Recent news reports relating to cryptocurrencies and how South Africans can trade in these assets suggest that the South African Reserve Bank and National Treasury are getting tripped up by their own rhetoric.
To illustrate this point, three years ago VALR, a crypto asset trading platform, was in the process of setting up shop locally. It had funding from international backers and asked Sarb, via an authorised dealer – in other words, a bank – for approval to bring the funds into the country via Bitcoin. Permission was declined. The reason was that Sarb does not view Bitcoin or any other crypto as currency or capital in terms of exchange control regulations.
When contacted for insight, Standard Bank replied that clients are obliged to comply with all foreign exchange control regulations.
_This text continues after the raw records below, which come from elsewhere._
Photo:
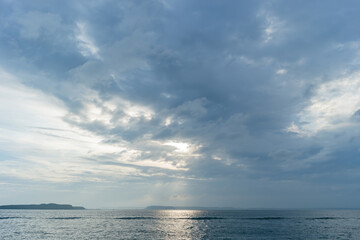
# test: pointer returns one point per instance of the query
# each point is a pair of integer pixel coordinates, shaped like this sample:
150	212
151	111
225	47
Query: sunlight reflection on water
179	224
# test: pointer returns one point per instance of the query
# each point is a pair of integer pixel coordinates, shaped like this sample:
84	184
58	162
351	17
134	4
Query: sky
223	103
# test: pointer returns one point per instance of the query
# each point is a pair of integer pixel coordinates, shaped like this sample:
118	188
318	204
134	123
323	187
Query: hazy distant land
187	208
43	206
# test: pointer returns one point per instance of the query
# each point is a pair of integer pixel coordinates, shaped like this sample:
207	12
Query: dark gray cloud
224	93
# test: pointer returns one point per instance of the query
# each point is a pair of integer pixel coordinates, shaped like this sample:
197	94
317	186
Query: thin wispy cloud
180	102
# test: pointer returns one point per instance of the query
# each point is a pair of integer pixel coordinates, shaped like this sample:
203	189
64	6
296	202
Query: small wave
324	218
201	218
1	218
64	218
266	218
135	218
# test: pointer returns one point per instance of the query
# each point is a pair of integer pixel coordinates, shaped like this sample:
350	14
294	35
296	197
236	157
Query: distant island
187	208
43	206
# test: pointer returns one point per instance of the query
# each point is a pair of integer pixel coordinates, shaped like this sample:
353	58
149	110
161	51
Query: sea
179	224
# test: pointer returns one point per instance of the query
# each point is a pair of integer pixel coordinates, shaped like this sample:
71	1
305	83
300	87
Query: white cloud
281	71
332	106
86	45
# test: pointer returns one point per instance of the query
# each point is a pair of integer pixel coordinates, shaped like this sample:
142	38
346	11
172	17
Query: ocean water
179	224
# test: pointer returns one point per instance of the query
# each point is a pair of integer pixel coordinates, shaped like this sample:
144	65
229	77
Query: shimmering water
179	224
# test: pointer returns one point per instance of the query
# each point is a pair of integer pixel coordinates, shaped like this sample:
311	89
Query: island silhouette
43	206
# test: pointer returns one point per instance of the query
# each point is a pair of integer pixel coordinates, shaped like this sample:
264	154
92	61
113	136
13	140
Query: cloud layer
244	104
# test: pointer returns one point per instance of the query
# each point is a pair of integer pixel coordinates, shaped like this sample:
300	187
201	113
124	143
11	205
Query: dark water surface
179	224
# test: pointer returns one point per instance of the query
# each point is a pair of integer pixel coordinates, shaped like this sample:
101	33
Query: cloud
236	97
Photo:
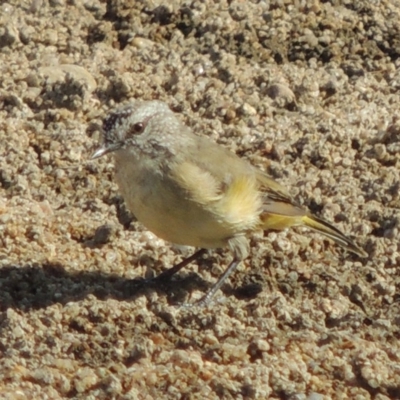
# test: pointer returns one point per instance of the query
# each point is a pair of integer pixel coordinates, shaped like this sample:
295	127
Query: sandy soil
309	92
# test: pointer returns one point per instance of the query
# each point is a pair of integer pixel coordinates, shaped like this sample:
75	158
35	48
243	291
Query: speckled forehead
117	118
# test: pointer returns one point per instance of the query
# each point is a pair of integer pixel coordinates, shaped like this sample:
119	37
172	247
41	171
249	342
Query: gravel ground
309	92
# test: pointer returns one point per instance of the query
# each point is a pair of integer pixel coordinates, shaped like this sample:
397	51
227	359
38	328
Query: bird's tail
278	216
320	225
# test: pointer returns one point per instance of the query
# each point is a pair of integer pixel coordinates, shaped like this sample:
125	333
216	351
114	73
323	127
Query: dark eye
138	128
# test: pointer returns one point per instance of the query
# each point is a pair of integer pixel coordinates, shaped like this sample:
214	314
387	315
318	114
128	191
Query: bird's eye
138	128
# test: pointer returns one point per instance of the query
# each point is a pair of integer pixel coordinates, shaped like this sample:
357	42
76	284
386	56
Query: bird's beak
105	150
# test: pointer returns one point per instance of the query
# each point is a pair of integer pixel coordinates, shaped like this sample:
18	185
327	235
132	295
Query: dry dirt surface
308	91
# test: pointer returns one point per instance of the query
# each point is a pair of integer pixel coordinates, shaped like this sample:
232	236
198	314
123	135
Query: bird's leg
176	268
210	294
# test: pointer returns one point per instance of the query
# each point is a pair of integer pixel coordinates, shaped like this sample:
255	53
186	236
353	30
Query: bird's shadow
41	285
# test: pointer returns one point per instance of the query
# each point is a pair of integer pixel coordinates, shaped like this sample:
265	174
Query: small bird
191	191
An Absa spokesperson said that purchasing cryptocurrencies on debit and credit cards is not permissible in SA . Nedbank and FNB would not comment on the matter. “These assets are borderless,” adds Farzam Ehsani, CEO and co-founder of VALR. Without getting too technical, he explains that crypto assets are represented on the blockchain by a public key and a private key . Assuming you can remember this private key in your brain, you could argue that your Bitcoin is now in a “brain wallet”.
New York-based Chainanalysis, a blockchain analysis firm, recently named Mirror Trading International , a South African company trading from Randburg, as the biggest crypto scam of 2020, taking in $589-million’s worth of cryptocurrency across more than 471,000 deposits.
Billions have been lost by people believing in a quick fix. Love or leave it. Government must make a stand urgently.